Record-Keeping: Companies that use high-frequency algorithmic trading methods are required to keep precise, time-sequenced records of every order they place, including cancelled and executed transactions, and provide them to the appropriate authorities upon request.[4]
Market Making duties: Companies that use algorithmic trading to pursue market-making strategies must enter into legally enforceable agreements with trading venues, maintain efficient systems to meet these duties, and supply liquidity on a regular and predictable basis Regulation of Market Abuse (MAR) By addressing any abuses resulting from algorithmic trading, the Market Abuse Regulation enhances MiFID II. It requires businesses to put in place mechanisms and safeguards against market manipulation, including layering and spoofing, which can be made easier by algorithmic tactics. Additionally, businesses must notify the appropriate authorities of any suspicious orders or transactions.
India
The main regulatory body in charge of regulating high-frequency trading (HFT) and algorithmic trading (AT) is the Securities and Exchange Board of India (SEBI). In addition to addressing issues with market integrity and investor protection, SEBI has put in place a thorough structure to guarantee honest and open trading practices.

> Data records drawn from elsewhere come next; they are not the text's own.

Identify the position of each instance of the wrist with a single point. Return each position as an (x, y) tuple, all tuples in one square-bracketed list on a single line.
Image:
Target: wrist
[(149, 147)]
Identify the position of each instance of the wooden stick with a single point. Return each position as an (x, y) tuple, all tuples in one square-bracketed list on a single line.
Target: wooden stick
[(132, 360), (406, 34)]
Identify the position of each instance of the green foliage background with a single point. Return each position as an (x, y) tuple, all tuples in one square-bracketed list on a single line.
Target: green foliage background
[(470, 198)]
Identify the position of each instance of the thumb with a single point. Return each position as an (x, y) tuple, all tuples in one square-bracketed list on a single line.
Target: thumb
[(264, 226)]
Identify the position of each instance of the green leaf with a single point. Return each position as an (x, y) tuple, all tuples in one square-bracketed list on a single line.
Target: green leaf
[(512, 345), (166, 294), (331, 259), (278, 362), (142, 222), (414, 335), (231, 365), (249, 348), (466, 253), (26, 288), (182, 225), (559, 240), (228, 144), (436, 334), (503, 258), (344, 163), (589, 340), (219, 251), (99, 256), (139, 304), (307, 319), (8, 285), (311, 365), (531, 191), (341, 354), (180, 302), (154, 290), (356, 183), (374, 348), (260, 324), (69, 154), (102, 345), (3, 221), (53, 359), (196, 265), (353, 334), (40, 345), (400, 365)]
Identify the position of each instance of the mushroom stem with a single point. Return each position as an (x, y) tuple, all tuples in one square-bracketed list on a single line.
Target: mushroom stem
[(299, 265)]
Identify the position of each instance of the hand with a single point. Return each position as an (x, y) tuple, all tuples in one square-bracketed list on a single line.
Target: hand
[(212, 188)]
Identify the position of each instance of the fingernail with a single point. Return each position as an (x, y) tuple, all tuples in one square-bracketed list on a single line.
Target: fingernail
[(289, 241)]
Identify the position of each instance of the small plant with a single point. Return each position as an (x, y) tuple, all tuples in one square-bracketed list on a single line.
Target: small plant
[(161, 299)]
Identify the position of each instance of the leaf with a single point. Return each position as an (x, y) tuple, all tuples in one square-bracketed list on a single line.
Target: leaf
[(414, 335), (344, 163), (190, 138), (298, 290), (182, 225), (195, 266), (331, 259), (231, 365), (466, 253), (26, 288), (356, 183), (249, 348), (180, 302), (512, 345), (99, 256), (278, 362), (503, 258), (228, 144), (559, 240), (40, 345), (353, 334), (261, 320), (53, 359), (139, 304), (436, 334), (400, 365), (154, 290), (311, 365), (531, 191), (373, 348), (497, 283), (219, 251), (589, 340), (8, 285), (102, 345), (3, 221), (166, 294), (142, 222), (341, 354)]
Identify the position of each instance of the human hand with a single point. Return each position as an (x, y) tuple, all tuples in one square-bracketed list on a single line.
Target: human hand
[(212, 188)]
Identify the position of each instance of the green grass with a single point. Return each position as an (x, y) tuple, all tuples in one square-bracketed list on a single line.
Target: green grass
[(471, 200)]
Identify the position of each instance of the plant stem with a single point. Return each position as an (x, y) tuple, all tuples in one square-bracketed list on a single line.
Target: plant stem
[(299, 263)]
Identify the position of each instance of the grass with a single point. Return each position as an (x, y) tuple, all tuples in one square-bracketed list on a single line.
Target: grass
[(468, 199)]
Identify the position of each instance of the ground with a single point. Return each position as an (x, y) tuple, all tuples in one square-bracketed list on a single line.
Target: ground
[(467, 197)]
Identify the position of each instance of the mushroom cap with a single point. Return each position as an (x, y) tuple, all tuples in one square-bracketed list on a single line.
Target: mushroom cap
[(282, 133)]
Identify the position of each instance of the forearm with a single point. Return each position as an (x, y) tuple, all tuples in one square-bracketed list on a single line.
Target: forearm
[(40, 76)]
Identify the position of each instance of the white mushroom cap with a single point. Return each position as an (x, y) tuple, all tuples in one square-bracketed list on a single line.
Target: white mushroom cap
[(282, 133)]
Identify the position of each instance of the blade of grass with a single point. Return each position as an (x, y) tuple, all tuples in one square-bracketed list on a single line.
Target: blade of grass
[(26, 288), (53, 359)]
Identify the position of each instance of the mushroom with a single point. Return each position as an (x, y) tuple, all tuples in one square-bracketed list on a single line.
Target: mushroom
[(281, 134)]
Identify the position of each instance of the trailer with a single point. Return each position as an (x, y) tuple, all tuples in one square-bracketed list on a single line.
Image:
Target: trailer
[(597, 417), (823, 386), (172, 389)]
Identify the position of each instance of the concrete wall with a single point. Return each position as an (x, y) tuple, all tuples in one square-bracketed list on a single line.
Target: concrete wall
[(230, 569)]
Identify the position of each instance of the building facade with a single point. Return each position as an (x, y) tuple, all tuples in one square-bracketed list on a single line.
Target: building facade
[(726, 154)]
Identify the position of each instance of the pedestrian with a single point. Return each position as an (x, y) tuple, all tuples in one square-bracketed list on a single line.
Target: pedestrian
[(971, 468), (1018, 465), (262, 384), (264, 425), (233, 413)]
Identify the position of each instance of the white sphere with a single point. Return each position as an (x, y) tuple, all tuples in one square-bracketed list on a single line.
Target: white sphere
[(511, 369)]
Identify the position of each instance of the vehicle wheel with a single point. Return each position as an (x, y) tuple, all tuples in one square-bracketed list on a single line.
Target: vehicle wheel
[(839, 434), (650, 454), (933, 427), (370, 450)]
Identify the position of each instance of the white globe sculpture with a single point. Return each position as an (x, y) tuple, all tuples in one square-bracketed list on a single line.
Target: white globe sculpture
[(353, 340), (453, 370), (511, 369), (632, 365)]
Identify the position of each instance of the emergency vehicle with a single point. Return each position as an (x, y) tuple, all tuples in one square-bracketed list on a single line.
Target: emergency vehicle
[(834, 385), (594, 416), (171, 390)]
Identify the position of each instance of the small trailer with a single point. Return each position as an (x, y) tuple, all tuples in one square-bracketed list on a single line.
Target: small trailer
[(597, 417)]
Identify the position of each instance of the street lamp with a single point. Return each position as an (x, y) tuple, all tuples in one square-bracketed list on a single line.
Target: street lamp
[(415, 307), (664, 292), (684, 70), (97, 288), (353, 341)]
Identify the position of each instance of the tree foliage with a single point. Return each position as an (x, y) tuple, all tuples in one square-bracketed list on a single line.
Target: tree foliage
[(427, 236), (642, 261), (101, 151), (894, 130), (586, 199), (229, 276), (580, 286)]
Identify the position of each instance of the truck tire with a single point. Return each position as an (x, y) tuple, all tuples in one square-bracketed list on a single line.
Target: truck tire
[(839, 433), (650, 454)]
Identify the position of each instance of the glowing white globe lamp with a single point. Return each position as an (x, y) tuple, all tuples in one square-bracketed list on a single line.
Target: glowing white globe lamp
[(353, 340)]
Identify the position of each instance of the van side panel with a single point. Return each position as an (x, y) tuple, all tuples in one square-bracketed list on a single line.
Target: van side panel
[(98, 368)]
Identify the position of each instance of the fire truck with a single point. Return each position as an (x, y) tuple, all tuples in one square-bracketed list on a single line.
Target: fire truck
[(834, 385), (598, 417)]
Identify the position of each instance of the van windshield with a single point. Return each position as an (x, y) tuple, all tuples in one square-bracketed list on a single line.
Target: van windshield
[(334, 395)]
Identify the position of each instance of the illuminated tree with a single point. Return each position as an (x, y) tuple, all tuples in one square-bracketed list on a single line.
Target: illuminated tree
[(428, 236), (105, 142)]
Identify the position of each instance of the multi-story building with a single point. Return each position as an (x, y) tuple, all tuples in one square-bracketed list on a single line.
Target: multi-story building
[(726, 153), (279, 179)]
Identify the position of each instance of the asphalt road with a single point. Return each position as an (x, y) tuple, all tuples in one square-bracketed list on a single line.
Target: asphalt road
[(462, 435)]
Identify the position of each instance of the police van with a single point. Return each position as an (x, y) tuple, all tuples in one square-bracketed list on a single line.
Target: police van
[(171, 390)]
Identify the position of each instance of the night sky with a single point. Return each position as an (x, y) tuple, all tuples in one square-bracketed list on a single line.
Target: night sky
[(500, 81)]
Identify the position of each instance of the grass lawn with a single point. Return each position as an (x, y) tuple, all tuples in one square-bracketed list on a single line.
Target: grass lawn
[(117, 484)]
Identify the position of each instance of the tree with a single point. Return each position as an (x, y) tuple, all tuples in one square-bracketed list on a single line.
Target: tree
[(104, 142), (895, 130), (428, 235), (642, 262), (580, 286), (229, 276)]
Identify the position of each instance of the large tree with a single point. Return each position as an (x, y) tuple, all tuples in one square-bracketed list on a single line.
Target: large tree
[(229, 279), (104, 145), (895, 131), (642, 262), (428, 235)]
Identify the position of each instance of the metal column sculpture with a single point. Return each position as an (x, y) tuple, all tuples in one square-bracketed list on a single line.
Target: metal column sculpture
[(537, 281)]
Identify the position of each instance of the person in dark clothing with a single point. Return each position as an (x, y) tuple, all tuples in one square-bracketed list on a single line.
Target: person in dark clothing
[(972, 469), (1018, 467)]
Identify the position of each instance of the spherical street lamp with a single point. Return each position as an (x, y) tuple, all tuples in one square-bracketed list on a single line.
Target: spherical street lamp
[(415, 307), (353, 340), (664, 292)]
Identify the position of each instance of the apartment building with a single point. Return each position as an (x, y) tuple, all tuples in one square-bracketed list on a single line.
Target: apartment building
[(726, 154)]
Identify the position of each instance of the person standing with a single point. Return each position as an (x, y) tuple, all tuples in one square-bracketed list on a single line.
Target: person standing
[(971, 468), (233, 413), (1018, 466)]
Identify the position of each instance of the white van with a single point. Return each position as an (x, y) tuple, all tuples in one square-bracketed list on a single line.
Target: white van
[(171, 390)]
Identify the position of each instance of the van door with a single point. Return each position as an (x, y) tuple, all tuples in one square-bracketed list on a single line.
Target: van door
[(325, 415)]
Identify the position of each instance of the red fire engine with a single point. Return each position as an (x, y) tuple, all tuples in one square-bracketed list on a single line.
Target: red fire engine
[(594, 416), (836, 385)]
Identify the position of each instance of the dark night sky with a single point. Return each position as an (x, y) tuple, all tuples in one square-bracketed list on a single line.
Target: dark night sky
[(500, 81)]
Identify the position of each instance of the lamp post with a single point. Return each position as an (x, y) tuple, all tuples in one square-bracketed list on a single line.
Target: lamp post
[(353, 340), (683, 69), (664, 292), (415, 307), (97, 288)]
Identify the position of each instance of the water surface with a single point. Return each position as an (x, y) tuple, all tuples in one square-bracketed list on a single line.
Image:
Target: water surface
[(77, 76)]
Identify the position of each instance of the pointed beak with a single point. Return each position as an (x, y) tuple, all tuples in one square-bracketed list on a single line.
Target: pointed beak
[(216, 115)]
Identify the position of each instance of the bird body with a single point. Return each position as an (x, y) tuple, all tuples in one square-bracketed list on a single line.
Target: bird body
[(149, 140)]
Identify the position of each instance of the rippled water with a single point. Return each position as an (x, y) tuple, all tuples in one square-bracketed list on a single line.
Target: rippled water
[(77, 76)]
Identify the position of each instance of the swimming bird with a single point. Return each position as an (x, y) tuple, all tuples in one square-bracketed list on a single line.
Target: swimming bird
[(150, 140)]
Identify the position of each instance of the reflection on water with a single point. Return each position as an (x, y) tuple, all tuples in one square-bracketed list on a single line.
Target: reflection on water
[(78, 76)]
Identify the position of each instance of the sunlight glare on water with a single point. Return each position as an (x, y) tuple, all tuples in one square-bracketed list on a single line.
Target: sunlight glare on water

SEBI’s Algorithmic Trading and HFT Framework
In 2008, SEBI implemented Direct Market Access (DMA), which allowed brokers to provide their customers with direct access to the exchange’s trading system via the broker’s infrastructure. This marked the introduction of algorithmic trading in India.
Risk Management and System Integrity: To avoid incorrect orders and guarantee system resilience, algorithmic trading firms must put in place strong risk management mechanisms.
Order to Trade Ratio (OTR): To regulate the number of orders in relation to completed trades, SEBI has set stringent OTRs. Disincentives are used to discourage high daily OTRs, encouraging effective utilization of the trading infrastructure.[5]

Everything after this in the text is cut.